A previous observational study using the GWTG-R registry showed that duration of resuscitative efforts varies across hospitals, and patients at hospitals with longer CPR attempts are more apt to survive and be discharged than patients at hospitals with shorter attempt periods.

Yet, less is known about the duration of CPR and patient outcomes after in-hospital cardiac arrest. An expert panel took up this issue in 2020 but was unable to make recommendations on when to stop CPR for in-hospital cardiac arrest.

To help fill the knowledge gap, Berg and colleagues quantified the time-dependent probabilities of favorable outcomes as a function of duration of CPR on outcomes for 348,996 US adults (mean age, 67 years) who suffered in-hospital cardiac arrest between 2000 and 2021.

Roughly two thirds of the cohort (233,551 patients, 67%) achieved return of spontaneous circulation with a median interval of 7 minutes (interquartile range [IQR], 3-13) between start of chest compressions and first return of spontaneous circulation.

The remaining 115,445 patients (33%) did not achieve return of spontaneous circulation with a median interval of 20 minutes (IQR,14-30) between starting and stopping chest compressions.

Altogether, 8799 patients (23%) survived to hospital discharge.

At 1-minute CPR duration, the probabilities of survival and favorable functional outcome among patients were 22% and 15%, respectively. Favorable functional outcome was defined as a cerebral performance category score of 1 (good cerebral performance) or 2 (moderate cerebral disability).

But as duration of CPR increased, the probabilities of survival and favorable functional outcome decreased quickly and were < 1% at 39 minutes and at 32 minutes of CPR, respectively.
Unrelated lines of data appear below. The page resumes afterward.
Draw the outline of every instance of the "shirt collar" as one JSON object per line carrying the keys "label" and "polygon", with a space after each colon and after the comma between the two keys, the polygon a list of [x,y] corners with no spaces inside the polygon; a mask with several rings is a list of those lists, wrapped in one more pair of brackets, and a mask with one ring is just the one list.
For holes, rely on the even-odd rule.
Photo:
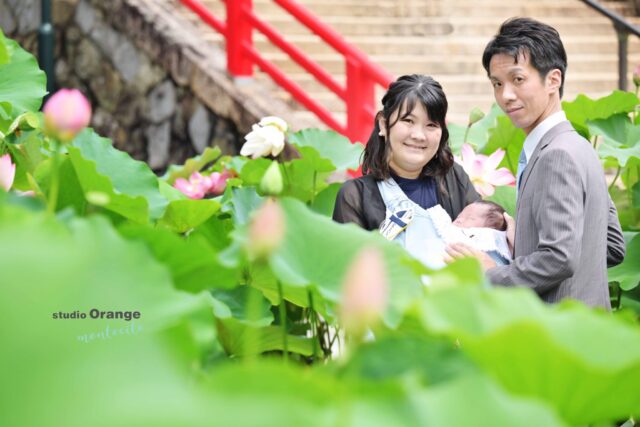
{"label": "shirt collar", "polygon": [[549,132],[552,127],[565,121],[567,121],[567,115],[564,113],[564,111],[560,110],[551,114],[549,117],[540,122],[538,126],[533,128],[531,133],[529,133],[529,135],[527,135],[527,137],[525,138],[524,145],[522,146],[524,154],[527,157],[527,162],[529,162],[529,159],[531,159],[533,150],[536,149],[536,146],[538,145],[542,137],[545,136],[545,134]]}

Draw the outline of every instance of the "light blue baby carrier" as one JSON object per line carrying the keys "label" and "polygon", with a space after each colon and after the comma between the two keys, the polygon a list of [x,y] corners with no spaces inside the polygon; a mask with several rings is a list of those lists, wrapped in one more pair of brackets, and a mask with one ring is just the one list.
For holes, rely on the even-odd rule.
{"label": "light blue baby carrier", "polygon": [[387,207],[380,233],[398,242],[427,267],[444,267],[445,247],[455,242],[486,252],[498,265],[510,262],[504,231],[456,227],[442,206],[423,209],[404,194],[393,178],[378,181],[378,188]]}

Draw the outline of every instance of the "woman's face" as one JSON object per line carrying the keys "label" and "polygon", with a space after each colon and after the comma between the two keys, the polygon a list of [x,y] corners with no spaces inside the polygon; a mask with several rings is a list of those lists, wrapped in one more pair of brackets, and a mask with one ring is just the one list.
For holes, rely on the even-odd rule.
{"label": "woman's face", "polygon": [[389,130],[389,135],[386,135],[384,118],[379,119],[378,125],[386,143],[391,145],[391,169],[402,178],[415,179],[438,151],[442,129],[438,122],[429,119],[427,110],[420,103],[416,103],[409,115],[396,121],[400,110],[395,111],[389,118],[390,123],[395,122]]}

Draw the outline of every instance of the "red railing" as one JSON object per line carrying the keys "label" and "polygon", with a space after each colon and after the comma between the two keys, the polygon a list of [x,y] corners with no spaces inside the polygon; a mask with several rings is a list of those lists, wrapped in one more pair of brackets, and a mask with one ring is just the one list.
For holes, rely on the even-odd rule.
{"label": "red railing", "polygon": [[[257,65],[329,127],[347,136],[351,141],[367,141],[376,113],[375,85],[379,84],[386,88],[393,80],[393,76],[371,62],[360,50],[347,43],[335,30],[320,22],[316,16],[293,0],[273,0],[344,56],[346,86],[341,85],[301,49],[288,42],[275,28],[260,19],[253,10],[252,0],[222,0],[227,9],[226,22],[216,18],[198,0],[181,1],[225,37],[229,74],[234,77],[250,77],[253,75],[253,66]],[[346,124],[339,123],[327,108],[312,99],[300,85],[256,50],[253,45],[254,29],[264,34],[271,43],[286,52],[291,59],[345,102]]]}

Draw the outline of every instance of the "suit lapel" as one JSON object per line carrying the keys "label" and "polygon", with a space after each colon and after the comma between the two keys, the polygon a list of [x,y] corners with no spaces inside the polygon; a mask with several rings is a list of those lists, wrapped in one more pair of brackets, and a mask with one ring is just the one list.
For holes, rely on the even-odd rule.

In terms of clinical features of in-hospital cardiac arrest, patients younger than 60 years with witnessed arrest and initial shockable rhythm would likely benefit from longer duration of CPR than those with older age, unwitnessed, and with initially non-shockable rhythm, the researchers reported.

"The findings provide resuscitation teams, patients, and their surrogates with insights into the likelihood of favorable outcomes if patients pending the first return of spontaneous circulation continue to receive further CPR," they wrote.

The data could have a "substantial impact on how people think about and operationalize time of duration of CPR for their specific patients," Berg told theheart.org | Medscape Cardiology.

The researchers acknowledged the difficulty in collecting time variables during CPR and said "the precision of the collected time variables is an important limitation." They also couldn't account for the severity of underlying pre-arrest comorbidities, which could have played a role in time to termination of resuscitation.

Tomey noted that "even with very brief resuscitation efforts, the absolute likelihood of a good outcome after in-hospital cardiac arrest is very low. This speaks, in part, to the severity of illness observed in patients who experience cardiac arrest in the hospital."

"It also serves to remind us that a key strategy to reduce in-hospital mortality associated with cardiac arrest is to avoid cardiac arrest in the first place. Early identification of vulnerability and clinical deterioration can create opportunities to disrupt the downward spirals that culminate in cardiac arrest," Tomey told theheart.org | Medscape Cardiology.

Support for the study was provided by the AHA, Society for Academic Emergency Medicine Foundation, and the National Heart, Lung, and Blood Institute of the National Institutes of Health. Berg and Tomey had no relevant conflicts of interest.